No one’s talking about it, but soon — perhaps in early November — the UN General Assembly will be asked to approve the new configuration of the UN Human Rights Council. If you want to know how it was all conceived, see the compelling new timeline (with photos!) released today for the first time by UN Watch: How the Human Rights Council Was Born. It’s an eye-opener into the dark side of diplomacy that sometimes lurks behind international law and its institutions.
And now, a contest. If you can identify any point at which the council legally adopted the June 2007 draft institution-building package — purporting to establish the council’s rules of procedure, governing agenda, country and thematic investigatory mandates, and the much bally-hooed universal periodic review mechanism — I will buy you dinner at one of Geneva’s finest restaurants. (To try your luck, enter the contest by posting a comment below.)
Now it all goes before the General Assembly. If the GA properly approves it, the legal defect may be cured. But should the GA approve it?
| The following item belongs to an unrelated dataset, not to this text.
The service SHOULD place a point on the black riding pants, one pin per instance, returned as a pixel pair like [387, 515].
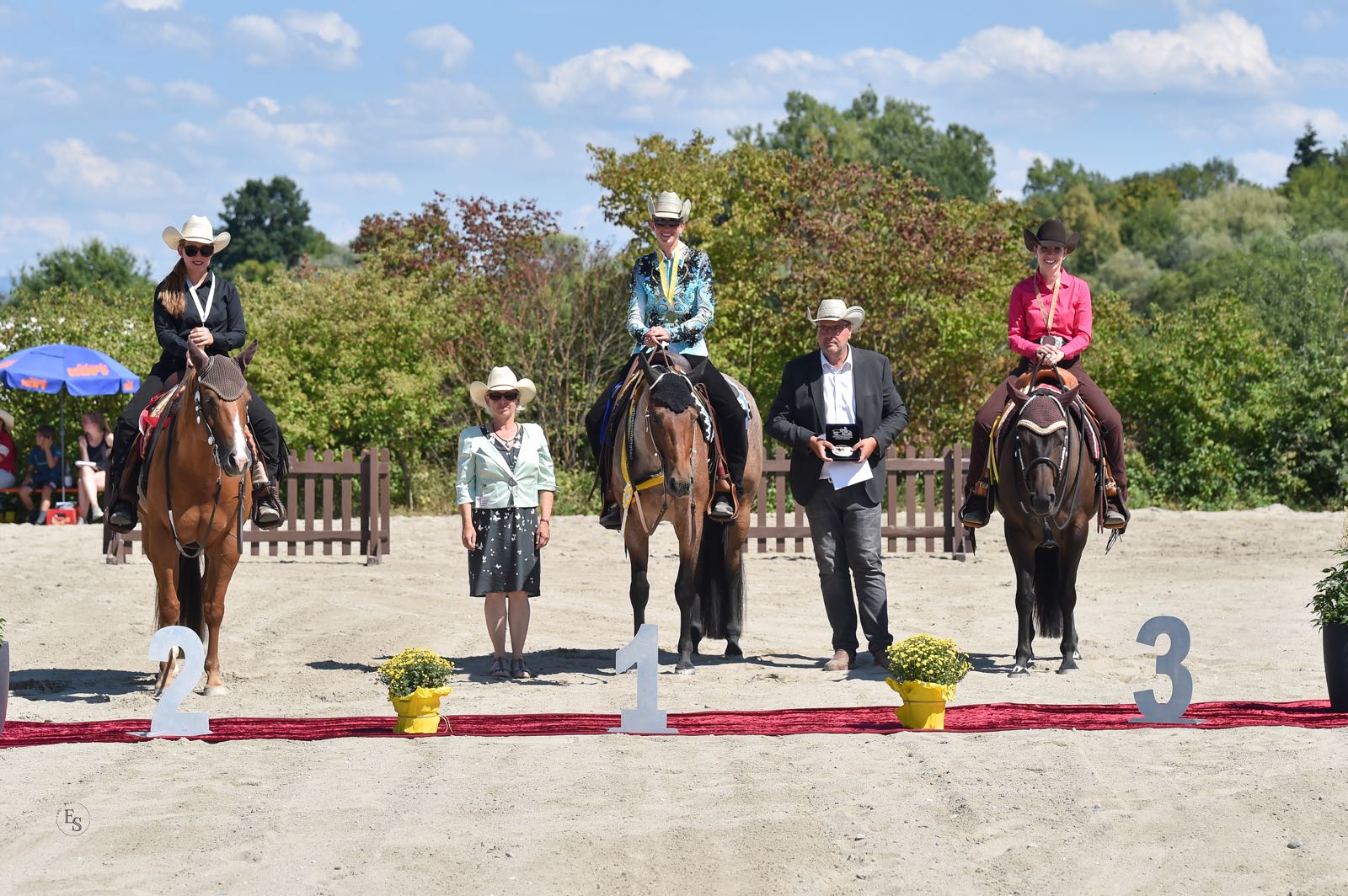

Some will say that nothing should be done that might jeopardize the mechanisms of the council that work. How much actually works in this new era of a council that is almost entirely dominated by the agenda of repressive regimes is questionable. The backsliding of the past year has no precedent. The democracies are outnumbered, on the defensive, and, apart from the isolated exception of last week’s Burma session, losing badly.
But even if one supports the council and the adoption of the package, by introducing only a few brief amendments the GA has a chance to say no to some terrible wrongs:
- It can say no to the package’s scandalous elimination of the independent investigators into human rights violations in Cuba and Belarus.
- It can say no to placing the remaining 10 country monitors — who report on atrocities in Sudan and elsewhere — on the chopping block euphemistically called a “review” process.
- It can say no to the adoption of a new rule — deceptively crafted as a mere guideline — that will make it harder than ever before to pass any resolution criticizing a human rights abusing country by name.
- It can say no to the adoption of a so-called “code of conduct” which was designed by China, Algeria, and the council’s other authoritarian regimes in order to cow independent human rights monitors into silence.
- It can say no to the council’s permanent indictment of Israel under a special agenda item, which was famously criticized by Secretary-General Ban Ki-moon himself.
Is it right for the GA to reopen the acts of its subsidiary bodies? Absolutely. Decisions of the old Commission on Human Rights were several times overturned by its parent body, ECOSOC. This past summer, the democracies on ECOSOC saw to the successful overturning of discriminatory decisions by the 19-member Committee on NGOs which would have denied recognition to gay groups from Canada and Sweden.
The GA is crucial. Unlike the warped majority on the council, the GA, flawed as it is, proved last year that it can still muster a majority to pass resolutions for human rights victims in Iran, Belarus, North Korea and elswhere. Indeed, if a majority in the GA voted last year to condemn violations by Belarus — and then later to keep Belarus off the council — then surely a majority exists to maintain the monitoring mandate into those violations.
As the timeline points out, in June the council denied Canada its right to vote on the package. Now Canada will have that chance. The U.S. and Australia could not have their say, nor many other democracies, because they are not voting members of the council. Now they can. Council president De Alba pulled an end run on Poland, which had vociferously opposed the package’s abandonment of human rights victims in Belarus. By his waiting past midnight, Poland’s position no longer mattered: its one-year membership had expired. But now, Poland, too, can have its say.